Additional work on the transformation of credit cards into Americans’ “plastic safety net” has been done by the Center for Responsible Lending, Demos, and other nonprofit research groups, and others, including Robert D. Manning, author of Credit Card Nation, the basis for a recent movie. I’ll have more on this topic in the Columbia Journalism Review’s upcoming print edition.
In the end, Americans’ biggest extravagance has been having children. The Times may believe fervently its moral decline assumptions.
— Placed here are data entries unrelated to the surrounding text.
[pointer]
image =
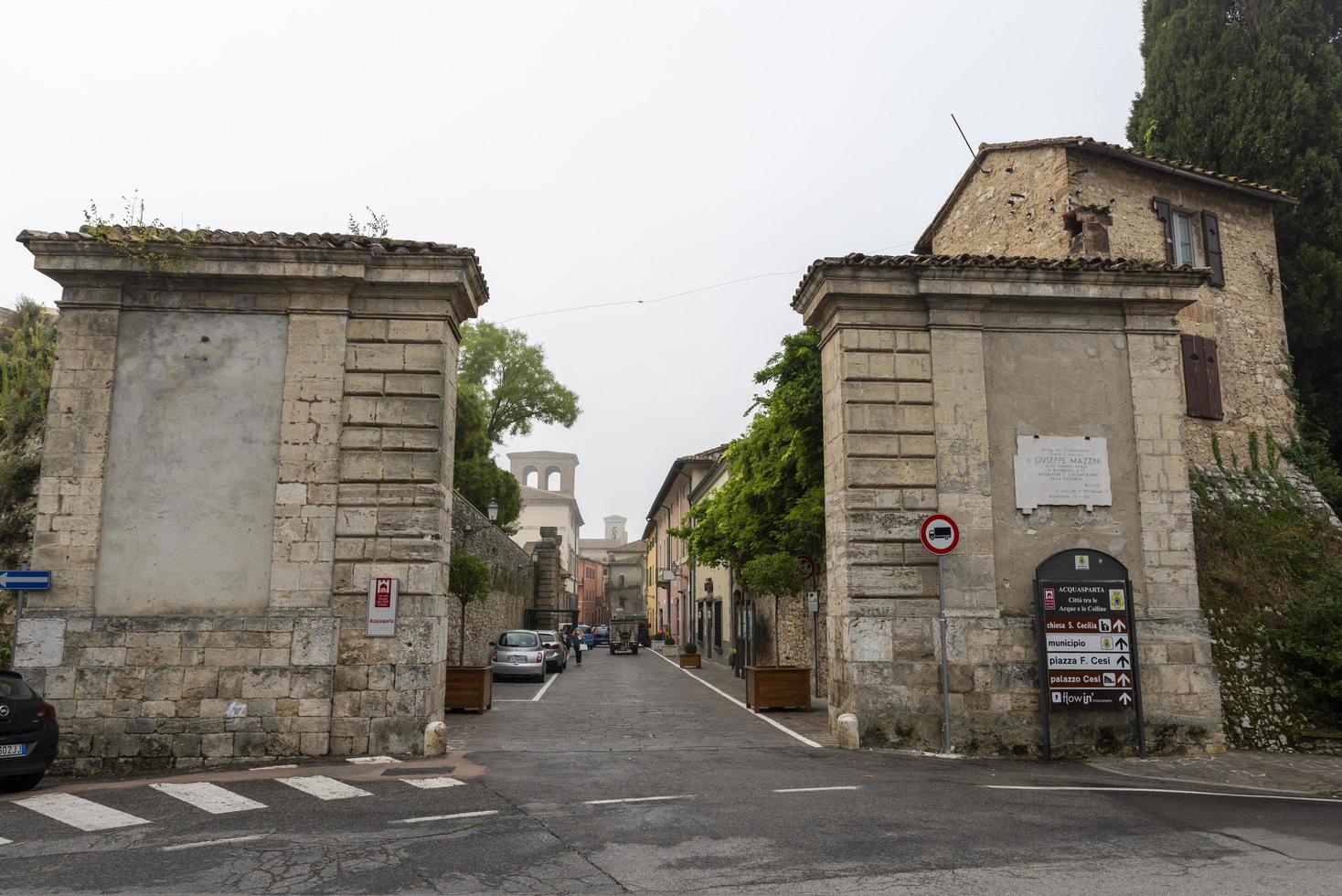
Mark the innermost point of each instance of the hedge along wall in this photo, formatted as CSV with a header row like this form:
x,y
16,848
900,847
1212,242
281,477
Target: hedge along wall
x,y
1261,543
513,585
If so, it provides no data to support them.
Tellingly, the Times’s own anecdotes help with the main thesis—Americans are using credit cards less—but don’t fit the Americans-are-profligate assumptions that underpin the story.
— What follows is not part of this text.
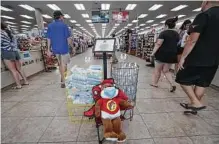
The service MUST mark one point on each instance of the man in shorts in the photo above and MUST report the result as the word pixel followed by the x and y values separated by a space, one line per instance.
pixel 59 39
pixel 200 58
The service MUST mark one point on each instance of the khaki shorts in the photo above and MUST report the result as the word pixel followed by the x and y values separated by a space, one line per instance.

The Cadillac passage, for example, relies on an Oklahoma woman who doesn’t actually own a Cadillac, but sees one across the street and assumes her neighbors are strapped because of it:
Not long ago, Elena Gamble would have looked at the Cadillac parked across the street from her modest home in Elk City, Okla., and felt a twinge of jealousy.
“We live in a small town, and everybody looks at your clothes and what you drive and where you have your hair done,” said Ms. Gamble, who earns about $2,600 a month as a grievance counselor at a local prison.
Now, she and her husband—a prison guard who brings home $2,000 a month—are grappling with $10,000 in high-interest debt. They no longer go to the movies or out to eat, except occasionally to McDonald’s. They quit their Internet service. Their car was repossessed. “What we say now is, ‘If we can’t afford it, we can’t buy it,’ ” Ms. Gamble said.
And when she looks across the street at that Cadillac, her envy has been replaced by pity for the neighbor on the hook.
Here’s a reporting tip brought to you by the Columbia University Graduate School of Journalism: Cross the street and ask the neighbor what’s up with the car. We have no idea who they are and whether they can afford it. They might have been a better subject for the story, but we’ll never know.
As for the Gambles, notice that they did not have their Versace dinnerware repossessed, but their car, which some prison guards in places without subways use to get to work, and they cut spending by dropping Internet service, which is not really a frivolity these days, is it? The make and vintage of the car, by the way, is unidentified. It may be late-model Hummer, but I doubt that detail would have gone unmentioned.
Fran Barbaro, the subject of the article’s final anecdote, also provides clues that “envy” and an “extravagant mindset” aren’t the problems behind credit-card debt. Yes, she had art and a three-bedroom (wow) house, but she earned mid-six figures in the computer industry.
Her $200,000 personal debt is the result of “divorce, illness and motherhood,” including unidentified after-school programs that cost $25,000 a year and were apparently needed by her two boys.
The Times’s main point is fine with me. Its recycling of hackneyed myths is disappointing.